# Mooses



## Pierre Bonenfant (Jan 5, 2014)

Hi all,

Here are some pics of a beautiful bull taken in the forest near Québec city last fall. All the family was there (pics on my web site) but i followed the male in the forest for more than 2 hours to be able to take a few interesting shots in this very busy environnement. Very cloudy day with first snow (ice) falling. Pics taken with 1DX and the 70-200mm IS ll. Almost all full frame or very slighly reframed for composition.

1.







Exifs and more pictures: www.pbase.com/pbon

2.






Exifs and more pictures: www.pbase.com/pbon

3. 






Exifs and more pictures: www.pbase.com/pbon

THX for watching!


----------



## Eldar (Jan 5, 2014)

Pierre Bonenfant said:


> Hi all,
> 
> Here are some pics of a beautiful buck taken in the forest near Québec city last fall. All the family was there (pics on my web site) but i followed the male in the forest for more than 2 hours to be able to take a few interesting shots in this very busy environnement. Very cloudy day with first snow (ice) falling. Pics taken with 1DX and the 70-200mm IS ll. Almost all full frame or very slighly reframed for composition.
> THX for watching!


Very good images indeed! I particularly liked the first one. In my part of the world we have lots of moose and I love their majestic movement. But to shoot a specimen of this quality in my woods, you would have to work hard and be very patient. Thanks for sharing!


----------



## Click (Jan 5, 2014)

Beautiful images. Well done Pierre.


----------



## candc (Jan 5, 2014)

They are all wonderful, I like the first one the best also. It's a bull, not a "buck" where I come from.


----------



## Menace (Jan 5, 2014)

We don't have moose in NZ but lovely images none the less. Thanks for sharing.


----------



## rpt (Jan 6, 2014)

Lovely pictures!


----------



## serendipidy (Jan 6, 2014)

Click said:


> Beautiful images. Well done Pierre.



+1....stunning.


----------



## Northstar (Jan 17, 2014)

Eldar said:


> Pierre Bonenfant said:
> 
> 
> > Hi all,
> ...



+1


----------



## Jeffbridge (Mar 3, 2014)

Stunning shots! Especially the first one, a WOW shot!


----------



## gary samples (Mar 8, 2014)

Pierre Bonenfant said:


> Hi all,
> 
> Here are some pics of a beautiful bull taken in the forest near Québec city last fall. All the family was there (pics on my web site) but i followed the male in the forest for more than 2 hours to be able to take a few interesting shots in this very busy environnement. Very cloudy day with first snow (ice) falling. Pics taken with 1DX and the 70-200mm IS ll.
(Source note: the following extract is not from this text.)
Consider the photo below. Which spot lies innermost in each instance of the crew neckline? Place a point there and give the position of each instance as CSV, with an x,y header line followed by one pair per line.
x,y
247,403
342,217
Almost all full frame or very slighly reframed for composition.
> 
> ...


 love the moose shots they are my white whale have ton of small bulls no mossy's


----------



## wildlifeandmore (Mar 18, 2014)

Here's a couple of pics from last November here in Grand Teton National Park. This Bull Moose was near a frozen creek and almost did a split on it before his hoofs broke through the ice. Pics taken with 1D Mark IV an 500mm L IS.


----------



## Eldar (Mar 18, 2014)

wildlifeandmore said:


> Here's a couple of pics from last November here in Grand Teton National Park. This Bull Moose was near a frozen creek and almost did a split on it before his hoofs broke through the ice. Pics taken with 1D Mark IV an 500mm L IS.
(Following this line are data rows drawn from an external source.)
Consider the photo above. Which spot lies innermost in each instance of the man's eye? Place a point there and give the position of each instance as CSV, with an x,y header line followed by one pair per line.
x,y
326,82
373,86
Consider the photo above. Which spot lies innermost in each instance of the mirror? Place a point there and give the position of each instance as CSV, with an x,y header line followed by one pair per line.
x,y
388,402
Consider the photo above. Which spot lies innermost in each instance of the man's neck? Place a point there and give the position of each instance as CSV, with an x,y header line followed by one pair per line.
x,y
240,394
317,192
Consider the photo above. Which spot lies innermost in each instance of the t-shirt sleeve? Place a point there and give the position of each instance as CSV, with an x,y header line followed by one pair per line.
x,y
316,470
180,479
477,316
That is One Impressive Bull!


----------



## shawnmagoon (Mar 27, 2014)

I have always felt that moose are exotic and calm animals and especially the male moose are quite awesome to watch. Thanks for the excellent pictures which are shot to perfection. While I was visiting Algonquin provincial park and staying in Algonquin lakeside inn I had some close encounters with whole lot of moose families. These pictures in the thread remind me of my last trip to Algonquin Park where I had spend some memorable days.


----------



## Mooose (Mar 27, 2014)

Meese?


----------



## brad-man (Mar 27, 2014)

Mooose said:


> Meese?



It's moose mooose...

Great shots Pierre!


----------



## buddywoods (Mar 27, 2014)

Those are some great shots!


----------



## kyklop (Mar 27, 2014)

Moose loose  Very good pictures - and a promising thread, too.


----------



## Jack Douglas (Mar 28, 2014)

These guys are regular visitors to my yard, but not the big Bulls. This shot conveys their mass nicely.

6D 300 X2 400th F5.6 ISO 4000

Jack


----------



## Jack Douglas (Mar 28, 2014)

And they rather like my trees!  Especially the willows.

Jack


----------



## Jack Douglas (Mar 28, 2014)

Jackson_Bill, sounds like a depressing read! Is it good? They're particularly fond of young willows that have been planted not too many years back. And they're not gentle about how they go about it! 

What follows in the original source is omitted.